Car inutile de vous dire que certains néons restent allumés, que 200 ventilateurs qui tournent à fond, tous ensemble, font un bruit d'usine, que les bébés pleurent, que les enfants font des cauchemars, que  les mamies souffrent . Une petite descente aux enfers pour moi, qui vous raconte qu'ici, je vis au paradis .Une expérience de plus, comme dit Marine. 

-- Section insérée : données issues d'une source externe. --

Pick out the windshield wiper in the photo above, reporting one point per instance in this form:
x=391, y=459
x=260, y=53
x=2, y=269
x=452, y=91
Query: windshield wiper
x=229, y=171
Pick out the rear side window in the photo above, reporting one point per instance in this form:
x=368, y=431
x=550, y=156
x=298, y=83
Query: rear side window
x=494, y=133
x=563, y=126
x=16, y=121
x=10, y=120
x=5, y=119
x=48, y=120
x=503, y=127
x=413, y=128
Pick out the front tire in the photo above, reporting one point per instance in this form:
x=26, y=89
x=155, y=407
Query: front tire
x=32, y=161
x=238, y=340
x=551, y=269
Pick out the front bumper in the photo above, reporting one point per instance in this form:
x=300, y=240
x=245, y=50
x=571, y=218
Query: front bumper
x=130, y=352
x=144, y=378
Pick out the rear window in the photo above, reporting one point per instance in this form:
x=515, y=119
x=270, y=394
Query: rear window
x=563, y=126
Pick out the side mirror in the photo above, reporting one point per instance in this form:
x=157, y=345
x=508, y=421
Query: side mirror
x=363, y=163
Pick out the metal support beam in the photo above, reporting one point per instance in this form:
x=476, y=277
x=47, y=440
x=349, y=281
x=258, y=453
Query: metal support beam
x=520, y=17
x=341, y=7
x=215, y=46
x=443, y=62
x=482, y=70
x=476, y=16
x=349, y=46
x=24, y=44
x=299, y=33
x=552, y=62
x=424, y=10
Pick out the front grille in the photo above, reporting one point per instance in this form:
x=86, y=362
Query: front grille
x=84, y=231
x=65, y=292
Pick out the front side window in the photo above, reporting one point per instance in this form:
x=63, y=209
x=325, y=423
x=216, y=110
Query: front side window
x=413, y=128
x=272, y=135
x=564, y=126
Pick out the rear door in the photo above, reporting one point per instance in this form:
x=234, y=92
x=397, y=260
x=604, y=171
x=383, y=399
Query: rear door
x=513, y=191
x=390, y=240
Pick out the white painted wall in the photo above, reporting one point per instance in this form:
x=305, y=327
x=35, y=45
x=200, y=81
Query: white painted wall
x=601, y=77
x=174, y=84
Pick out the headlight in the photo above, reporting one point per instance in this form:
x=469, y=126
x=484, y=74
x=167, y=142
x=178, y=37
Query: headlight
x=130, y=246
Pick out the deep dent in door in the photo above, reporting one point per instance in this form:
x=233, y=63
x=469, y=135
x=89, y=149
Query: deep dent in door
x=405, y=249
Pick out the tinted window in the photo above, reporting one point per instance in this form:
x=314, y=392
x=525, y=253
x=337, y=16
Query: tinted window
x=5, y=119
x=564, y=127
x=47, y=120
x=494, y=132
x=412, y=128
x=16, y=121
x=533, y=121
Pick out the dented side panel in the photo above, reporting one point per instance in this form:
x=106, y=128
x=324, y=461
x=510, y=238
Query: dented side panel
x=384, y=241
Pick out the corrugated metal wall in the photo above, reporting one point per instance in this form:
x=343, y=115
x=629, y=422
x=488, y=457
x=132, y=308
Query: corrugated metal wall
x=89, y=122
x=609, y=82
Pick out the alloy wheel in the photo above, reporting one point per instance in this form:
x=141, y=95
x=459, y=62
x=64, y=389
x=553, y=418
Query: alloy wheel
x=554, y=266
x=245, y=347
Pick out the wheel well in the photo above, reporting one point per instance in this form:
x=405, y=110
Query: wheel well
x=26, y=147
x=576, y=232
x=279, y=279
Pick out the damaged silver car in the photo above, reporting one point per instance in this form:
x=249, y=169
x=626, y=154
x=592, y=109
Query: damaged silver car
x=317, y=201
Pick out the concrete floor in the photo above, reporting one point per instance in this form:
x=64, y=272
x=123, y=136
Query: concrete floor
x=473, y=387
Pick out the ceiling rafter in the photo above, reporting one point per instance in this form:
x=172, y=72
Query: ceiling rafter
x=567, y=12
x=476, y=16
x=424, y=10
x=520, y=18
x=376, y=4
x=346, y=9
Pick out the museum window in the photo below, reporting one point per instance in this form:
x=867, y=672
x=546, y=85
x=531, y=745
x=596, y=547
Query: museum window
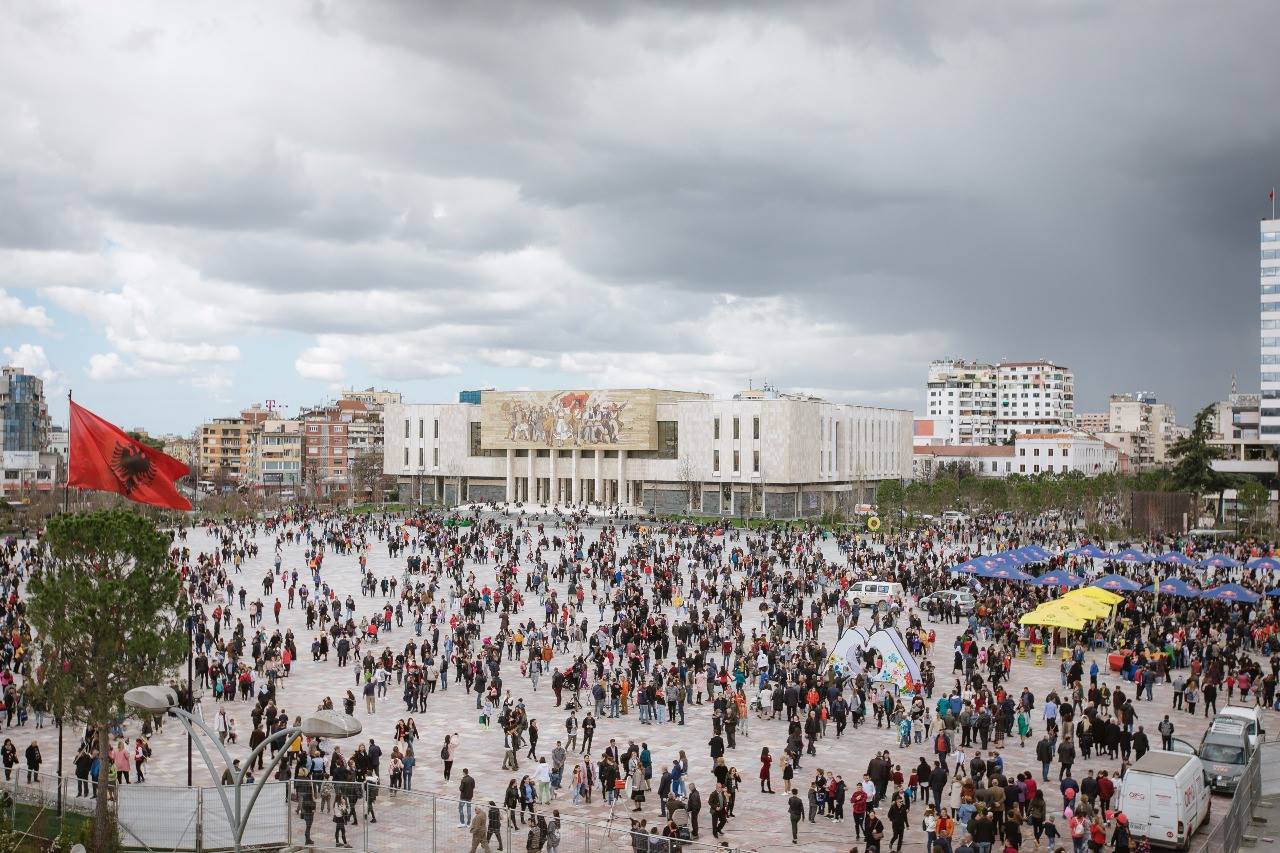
x=476, y=450
x=668, y=439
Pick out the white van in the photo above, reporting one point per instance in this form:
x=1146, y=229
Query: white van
x=876, y=593
x=1249, y=715
x=1165, y=798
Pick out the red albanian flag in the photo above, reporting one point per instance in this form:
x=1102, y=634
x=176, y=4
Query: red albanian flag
x=105, y=459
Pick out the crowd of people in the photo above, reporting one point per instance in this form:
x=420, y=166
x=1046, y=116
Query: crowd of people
x=635, y=623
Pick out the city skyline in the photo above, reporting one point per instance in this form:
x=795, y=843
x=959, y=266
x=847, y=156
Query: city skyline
x=433, y=199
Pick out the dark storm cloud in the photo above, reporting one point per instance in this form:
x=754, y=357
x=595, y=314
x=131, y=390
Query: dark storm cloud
x=586, y=182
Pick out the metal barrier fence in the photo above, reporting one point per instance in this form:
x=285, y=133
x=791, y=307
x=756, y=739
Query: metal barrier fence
x=388, y=820
x=28, y=810
x=176, y=819
x=1228, y=836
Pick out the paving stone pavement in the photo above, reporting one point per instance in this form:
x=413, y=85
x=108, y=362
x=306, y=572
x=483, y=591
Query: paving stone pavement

On doit y venir accompagné(e) par une seule personne dans cet hôpital national, mais on ne peut y venir seul(e). C'est dire que si chacun(e) a son accompagnant,  400 personnes dorment là , moitié dans un lit d'hôpital, moitié au pied d'un de ces lits dont le matelas est encore garni de crin de cheval.  Somesh, qui venait déjà de perdre une journée de travail en tant que M. Tuk Tuk , devait rentrer en bus, fermer la boutique de sa femme et revenir le lendemain, ce matin. Il fallait donc qu'il soit remplacé . Dans un dortoir qui a  160 à 200 personnes, il n'y aurait pas assez d'infirmières ou d'aides soignantes d enuit pour couvrir l'un, découvrir l'autre  retendre un drap, couvrir un pied,  remonter l'oreiller  A lors il y a une dizaine de femmes qui attendent a l'entrée de l'hopital, leur couverture sous le bras, qui va les engager pour la nuit de garde. 1000 roupies, soit 10 euros, les 12 heures 


Someh en a choisi une recommandée par le brancardier . Elle s'appelait Salila si j'ai bien compris . Elle ne parlait pas anglais mais j'ai saisi qu'ele etait enceinte  de 3 mois et de jumeaux et bien ennuyée de cette grossesse accident car elle ne savait pas comment , en ayant dejà 2 enfants , son mari et elle allaient  parvenir à en élever 4 ! Elle m'a fait boire de l'eau  régulièrement, installé ma garniture pour la nuit , redressé mes oreillers , massé mes pieds et a dormi aussi heureusement entre minuit et 6 heures, par terre, au pied de mon lit  comme tous les autres. Elle est partie quand Somesh a repris le relais et que j'ai obtenu, un peu difficilement, l'autorisation de quitter l'hôpital, car le médecin savait bien que j'aurais, dans les jours qui venaient, le plus grand mal à m'en sortir. Je lui ai dit que je serais bien entourée, en tant que grand-mère du quartier . Et je l'ai été . Manosj de l'Ourem Café  m'a apporté un potage pékinois. Et un jus de pastèque.  Sushant est passé m'aider. Moukesh est venu deux fois. J'ai le pain du petit déjeuner.  Pooja et Julie  viennent de me déshabiller et de me coucher. Je suis bien calée par deux oreillers et deux coussins .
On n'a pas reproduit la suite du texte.